Readers of this blog know that I'm a WB cynic (and I'm not talking the TV network). I'm not much of a fan of World Bank-directed solutions to the world's most pressing problems. If you haven't read White Man's Burden by William Easterly, you should, and you'll understand why.
So perhaps that's why I'm not jumping for joy at the announcement on Friday that "poor countries will soon receive billions of dollars from a new World Bank fund to help them cut pollution, save energy and fight global warming."
Industrialized (or post-industrialized?) countries like the US want developing countries to do their share to dramatically reducing their emissions. Developing countries want financial help to cut their growing emissions. And there's an obvious gulf between the two positions.
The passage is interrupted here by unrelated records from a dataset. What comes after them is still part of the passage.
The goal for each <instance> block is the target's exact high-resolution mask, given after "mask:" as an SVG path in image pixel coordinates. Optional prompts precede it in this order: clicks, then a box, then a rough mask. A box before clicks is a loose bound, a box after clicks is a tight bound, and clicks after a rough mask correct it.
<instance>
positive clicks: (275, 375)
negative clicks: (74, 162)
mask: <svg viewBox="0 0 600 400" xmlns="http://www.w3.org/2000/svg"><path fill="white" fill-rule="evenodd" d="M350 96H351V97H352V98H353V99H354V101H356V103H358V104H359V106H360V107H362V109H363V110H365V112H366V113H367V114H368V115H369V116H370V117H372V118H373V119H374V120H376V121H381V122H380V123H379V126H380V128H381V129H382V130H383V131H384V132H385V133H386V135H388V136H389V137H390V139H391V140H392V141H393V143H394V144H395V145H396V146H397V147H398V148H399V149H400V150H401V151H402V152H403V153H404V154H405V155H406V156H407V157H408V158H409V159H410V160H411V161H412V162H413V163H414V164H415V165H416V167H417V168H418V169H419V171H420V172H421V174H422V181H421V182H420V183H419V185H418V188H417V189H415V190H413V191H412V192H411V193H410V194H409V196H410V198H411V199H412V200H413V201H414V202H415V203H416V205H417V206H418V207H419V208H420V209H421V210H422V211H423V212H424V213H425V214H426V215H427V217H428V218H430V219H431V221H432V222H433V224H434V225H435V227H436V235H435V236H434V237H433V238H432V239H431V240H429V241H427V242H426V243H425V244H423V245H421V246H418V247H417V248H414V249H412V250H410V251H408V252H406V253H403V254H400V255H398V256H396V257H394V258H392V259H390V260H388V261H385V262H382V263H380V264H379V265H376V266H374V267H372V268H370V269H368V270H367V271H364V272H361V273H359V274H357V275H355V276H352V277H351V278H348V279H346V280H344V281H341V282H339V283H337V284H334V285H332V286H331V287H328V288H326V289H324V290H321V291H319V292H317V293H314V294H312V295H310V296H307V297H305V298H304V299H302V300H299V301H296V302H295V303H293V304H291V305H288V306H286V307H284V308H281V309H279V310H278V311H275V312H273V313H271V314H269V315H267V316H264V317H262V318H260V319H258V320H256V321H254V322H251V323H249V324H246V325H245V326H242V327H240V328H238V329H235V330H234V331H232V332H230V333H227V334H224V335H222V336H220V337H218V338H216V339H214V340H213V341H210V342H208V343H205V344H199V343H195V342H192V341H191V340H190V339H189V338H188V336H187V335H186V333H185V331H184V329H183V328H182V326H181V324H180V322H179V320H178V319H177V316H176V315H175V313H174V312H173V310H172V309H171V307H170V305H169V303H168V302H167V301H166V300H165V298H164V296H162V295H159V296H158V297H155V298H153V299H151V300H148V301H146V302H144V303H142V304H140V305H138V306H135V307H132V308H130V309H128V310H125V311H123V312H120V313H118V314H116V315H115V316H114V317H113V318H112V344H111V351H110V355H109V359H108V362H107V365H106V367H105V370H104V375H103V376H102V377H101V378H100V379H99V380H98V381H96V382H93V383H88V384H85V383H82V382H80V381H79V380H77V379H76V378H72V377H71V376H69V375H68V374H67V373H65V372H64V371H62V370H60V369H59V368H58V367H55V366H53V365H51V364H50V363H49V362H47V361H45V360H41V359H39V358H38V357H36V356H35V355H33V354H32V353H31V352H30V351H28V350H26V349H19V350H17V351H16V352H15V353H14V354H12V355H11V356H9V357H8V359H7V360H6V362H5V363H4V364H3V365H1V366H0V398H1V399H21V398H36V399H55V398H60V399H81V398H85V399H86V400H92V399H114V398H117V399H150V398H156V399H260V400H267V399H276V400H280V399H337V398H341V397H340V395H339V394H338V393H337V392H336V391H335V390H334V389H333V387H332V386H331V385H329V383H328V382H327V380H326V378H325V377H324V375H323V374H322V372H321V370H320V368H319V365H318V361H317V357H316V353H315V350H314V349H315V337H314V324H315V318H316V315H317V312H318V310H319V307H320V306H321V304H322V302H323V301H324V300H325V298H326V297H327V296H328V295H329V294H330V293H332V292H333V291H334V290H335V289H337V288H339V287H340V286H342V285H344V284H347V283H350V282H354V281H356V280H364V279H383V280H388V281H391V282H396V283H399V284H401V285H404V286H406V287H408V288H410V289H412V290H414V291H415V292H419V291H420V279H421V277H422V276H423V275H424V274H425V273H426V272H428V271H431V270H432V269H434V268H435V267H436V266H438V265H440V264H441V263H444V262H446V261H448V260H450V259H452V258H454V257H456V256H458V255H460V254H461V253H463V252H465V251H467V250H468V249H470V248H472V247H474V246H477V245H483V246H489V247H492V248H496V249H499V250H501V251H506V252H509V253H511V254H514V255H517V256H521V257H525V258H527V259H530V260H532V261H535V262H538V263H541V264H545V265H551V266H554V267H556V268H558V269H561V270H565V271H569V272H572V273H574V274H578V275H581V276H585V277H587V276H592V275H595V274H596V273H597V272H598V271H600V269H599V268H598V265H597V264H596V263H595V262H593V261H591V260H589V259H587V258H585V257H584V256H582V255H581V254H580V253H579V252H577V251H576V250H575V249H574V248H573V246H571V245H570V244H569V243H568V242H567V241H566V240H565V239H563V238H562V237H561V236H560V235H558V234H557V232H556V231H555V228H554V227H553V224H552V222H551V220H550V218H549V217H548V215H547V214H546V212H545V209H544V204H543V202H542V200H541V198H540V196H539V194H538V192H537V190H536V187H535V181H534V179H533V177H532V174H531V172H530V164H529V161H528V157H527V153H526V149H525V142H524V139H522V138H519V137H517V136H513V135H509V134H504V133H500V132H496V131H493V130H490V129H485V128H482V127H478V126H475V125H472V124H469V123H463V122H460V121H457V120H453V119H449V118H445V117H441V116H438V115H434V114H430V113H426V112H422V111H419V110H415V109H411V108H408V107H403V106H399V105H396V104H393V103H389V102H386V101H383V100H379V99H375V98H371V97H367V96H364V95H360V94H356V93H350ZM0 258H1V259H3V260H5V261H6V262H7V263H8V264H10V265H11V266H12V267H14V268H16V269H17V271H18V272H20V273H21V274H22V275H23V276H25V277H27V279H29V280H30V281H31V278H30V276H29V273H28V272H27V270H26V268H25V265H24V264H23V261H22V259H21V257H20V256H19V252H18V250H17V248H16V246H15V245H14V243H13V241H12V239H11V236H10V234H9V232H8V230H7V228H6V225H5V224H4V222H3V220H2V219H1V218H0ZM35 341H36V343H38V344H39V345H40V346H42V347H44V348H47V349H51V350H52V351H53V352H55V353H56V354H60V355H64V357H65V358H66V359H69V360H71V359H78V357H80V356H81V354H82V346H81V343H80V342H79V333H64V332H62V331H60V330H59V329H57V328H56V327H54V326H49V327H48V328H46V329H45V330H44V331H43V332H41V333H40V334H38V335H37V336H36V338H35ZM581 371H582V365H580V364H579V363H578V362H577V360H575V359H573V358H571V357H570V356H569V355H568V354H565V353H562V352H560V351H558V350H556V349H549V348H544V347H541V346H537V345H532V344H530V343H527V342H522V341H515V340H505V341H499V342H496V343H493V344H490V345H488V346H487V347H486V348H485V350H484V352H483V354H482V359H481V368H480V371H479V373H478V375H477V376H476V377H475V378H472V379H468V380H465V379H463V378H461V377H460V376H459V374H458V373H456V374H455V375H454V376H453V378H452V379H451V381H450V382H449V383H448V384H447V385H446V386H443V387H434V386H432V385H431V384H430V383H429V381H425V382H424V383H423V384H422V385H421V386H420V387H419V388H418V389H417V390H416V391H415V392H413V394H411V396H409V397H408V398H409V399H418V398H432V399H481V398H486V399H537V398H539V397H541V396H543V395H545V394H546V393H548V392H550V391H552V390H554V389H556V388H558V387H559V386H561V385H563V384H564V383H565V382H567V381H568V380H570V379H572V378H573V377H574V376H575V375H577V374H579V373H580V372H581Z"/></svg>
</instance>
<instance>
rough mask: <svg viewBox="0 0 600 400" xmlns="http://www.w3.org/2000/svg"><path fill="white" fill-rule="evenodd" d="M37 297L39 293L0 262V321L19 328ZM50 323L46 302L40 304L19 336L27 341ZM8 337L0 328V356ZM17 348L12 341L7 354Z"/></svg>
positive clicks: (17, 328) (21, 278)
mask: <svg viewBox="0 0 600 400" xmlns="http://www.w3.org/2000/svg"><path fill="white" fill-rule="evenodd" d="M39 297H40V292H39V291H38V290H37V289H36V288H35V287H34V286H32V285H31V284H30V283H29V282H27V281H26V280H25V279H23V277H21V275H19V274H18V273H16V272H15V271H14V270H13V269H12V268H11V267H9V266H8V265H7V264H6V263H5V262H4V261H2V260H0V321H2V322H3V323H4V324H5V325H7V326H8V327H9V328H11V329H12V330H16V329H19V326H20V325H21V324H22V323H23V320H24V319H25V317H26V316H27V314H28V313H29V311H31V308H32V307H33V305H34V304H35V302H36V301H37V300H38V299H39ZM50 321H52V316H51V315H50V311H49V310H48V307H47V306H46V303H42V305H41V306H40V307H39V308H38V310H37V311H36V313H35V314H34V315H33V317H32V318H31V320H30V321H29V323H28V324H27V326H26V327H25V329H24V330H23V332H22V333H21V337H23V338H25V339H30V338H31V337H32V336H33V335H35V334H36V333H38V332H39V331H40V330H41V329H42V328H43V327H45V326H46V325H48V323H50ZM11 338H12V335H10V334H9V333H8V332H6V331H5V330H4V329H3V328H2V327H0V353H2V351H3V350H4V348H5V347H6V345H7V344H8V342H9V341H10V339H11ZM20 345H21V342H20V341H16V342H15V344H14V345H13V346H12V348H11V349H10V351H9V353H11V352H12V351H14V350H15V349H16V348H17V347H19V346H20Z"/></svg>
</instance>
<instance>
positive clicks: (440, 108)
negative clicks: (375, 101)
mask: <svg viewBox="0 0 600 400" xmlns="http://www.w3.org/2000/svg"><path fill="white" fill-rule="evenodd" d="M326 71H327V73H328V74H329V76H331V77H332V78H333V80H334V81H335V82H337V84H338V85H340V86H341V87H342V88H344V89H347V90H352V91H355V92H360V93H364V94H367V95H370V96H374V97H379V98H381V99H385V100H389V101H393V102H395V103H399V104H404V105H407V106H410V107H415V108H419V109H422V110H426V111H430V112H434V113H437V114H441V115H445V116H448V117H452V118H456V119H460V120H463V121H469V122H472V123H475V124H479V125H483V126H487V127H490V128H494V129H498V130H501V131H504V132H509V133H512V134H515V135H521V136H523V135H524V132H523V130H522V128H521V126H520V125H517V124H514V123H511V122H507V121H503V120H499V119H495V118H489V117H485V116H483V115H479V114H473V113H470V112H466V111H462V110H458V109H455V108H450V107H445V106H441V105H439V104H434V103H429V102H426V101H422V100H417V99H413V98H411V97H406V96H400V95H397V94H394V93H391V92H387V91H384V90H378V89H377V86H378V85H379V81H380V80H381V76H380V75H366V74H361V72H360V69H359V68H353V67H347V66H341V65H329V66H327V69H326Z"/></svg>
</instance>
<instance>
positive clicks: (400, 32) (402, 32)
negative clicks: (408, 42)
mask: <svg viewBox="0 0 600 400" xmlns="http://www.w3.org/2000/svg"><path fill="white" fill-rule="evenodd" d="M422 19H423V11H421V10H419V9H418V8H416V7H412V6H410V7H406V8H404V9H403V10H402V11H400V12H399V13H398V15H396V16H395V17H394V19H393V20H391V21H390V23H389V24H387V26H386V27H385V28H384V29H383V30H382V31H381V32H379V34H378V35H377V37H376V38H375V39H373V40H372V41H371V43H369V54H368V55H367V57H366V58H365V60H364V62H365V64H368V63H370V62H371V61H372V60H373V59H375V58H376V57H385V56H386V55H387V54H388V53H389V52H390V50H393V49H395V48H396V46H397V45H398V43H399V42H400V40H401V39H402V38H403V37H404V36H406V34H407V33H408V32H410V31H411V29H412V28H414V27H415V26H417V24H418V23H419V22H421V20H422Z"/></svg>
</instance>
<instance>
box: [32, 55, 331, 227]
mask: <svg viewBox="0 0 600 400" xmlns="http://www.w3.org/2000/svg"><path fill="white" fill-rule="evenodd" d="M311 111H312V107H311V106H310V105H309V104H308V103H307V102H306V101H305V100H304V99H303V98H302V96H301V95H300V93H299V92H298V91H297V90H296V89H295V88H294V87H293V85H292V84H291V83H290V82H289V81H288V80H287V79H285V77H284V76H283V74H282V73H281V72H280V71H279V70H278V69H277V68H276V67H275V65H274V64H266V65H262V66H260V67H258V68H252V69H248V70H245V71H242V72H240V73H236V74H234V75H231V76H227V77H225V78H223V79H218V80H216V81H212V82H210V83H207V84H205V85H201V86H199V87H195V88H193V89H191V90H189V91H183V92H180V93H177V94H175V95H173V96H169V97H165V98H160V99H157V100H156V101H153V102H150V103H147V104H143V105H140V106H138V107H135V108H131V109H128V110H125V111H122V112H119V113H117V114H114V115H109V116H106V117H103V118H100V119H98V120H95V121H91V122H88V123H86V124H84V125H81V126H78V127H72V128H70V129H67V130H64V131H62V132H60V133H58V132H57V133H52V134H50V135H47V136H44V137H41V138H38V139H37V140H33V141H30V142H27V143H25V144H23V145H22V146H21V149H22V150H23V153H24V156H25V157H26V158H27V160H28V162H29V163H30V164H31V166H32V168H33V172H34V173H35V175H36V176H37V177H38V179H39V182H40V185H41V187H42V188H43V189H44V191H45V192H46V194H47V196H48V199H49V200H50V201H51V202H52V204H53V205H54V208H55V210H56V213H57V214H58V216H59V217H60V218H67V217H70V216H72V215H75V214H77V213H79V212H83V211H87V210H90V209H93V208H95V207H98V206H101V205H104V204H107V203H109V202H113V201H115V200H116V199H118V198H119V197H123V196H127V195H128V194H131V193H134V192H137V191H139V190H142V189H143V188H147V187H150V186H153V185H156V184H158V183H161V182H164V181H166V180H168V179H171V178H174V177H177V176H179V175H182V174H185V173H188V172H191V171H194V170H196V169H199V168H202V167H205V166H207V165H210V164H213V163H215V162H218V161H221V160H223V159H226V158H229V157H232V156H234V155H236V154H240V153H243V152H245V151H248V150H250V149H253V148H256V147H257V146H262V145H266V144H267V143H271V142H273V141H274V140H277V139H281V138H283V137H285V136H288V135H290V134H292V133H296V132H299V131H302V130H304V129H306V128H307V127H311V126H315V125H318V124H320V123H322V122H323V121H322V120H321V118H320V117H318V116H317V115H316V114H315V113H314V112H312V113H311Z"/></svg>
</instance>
I believe developing countries should be allowed to develop their economies without too much interference from the likes of us. That said, why should those same countries have to do it the old fashioned way?
As with mobile phones and wireless networks, we should encourage developing countries to leapfrog tired, polluting and otherwise wasteful technologies for something better, cleaner, brighter -- and maintain their economic growth.
If the World Bank fund focuses on supporting "publicly and privately financed projects that deploy technologies that can cut emissions, increase efficiency and save energy in developing countries," as the US, British, and Japanese finance ministers said in the Financial Times on Friday, then great. If it goes the way of other World Bank interventions, then we're in trouble. At least the WB seems to be learning from its mistakes.
President Bush will cough up some of the US$2bn that he pledged last month to augment the World Bank clean technology fund, which will be combined with US$1.5bn more from the UK, and at least some of the US$10bn that Japan announced in January, according to Hank Paulson and his colleagues Alistair Darling and Fukushiro Nukaga.
"Without moving growth on to a cleaner technology path, climate change could have a devastating impact on the world’s poorest and most vulnerable people," wrote the 3 Tenors of Finance in FT. "The fund will be an important step towards meeting the challenge of creating an environmentally sustainable path to prosperity."
The World Bank says it will establish "a strategic climate investment facility that would accelerate and scale up low carbon and climate-resilient investments in developing countries."
Let's hope the fund focuses on appropriate, local solutions for leapfrogging rather than the large-scale planning exercises we've come to expect from the WB.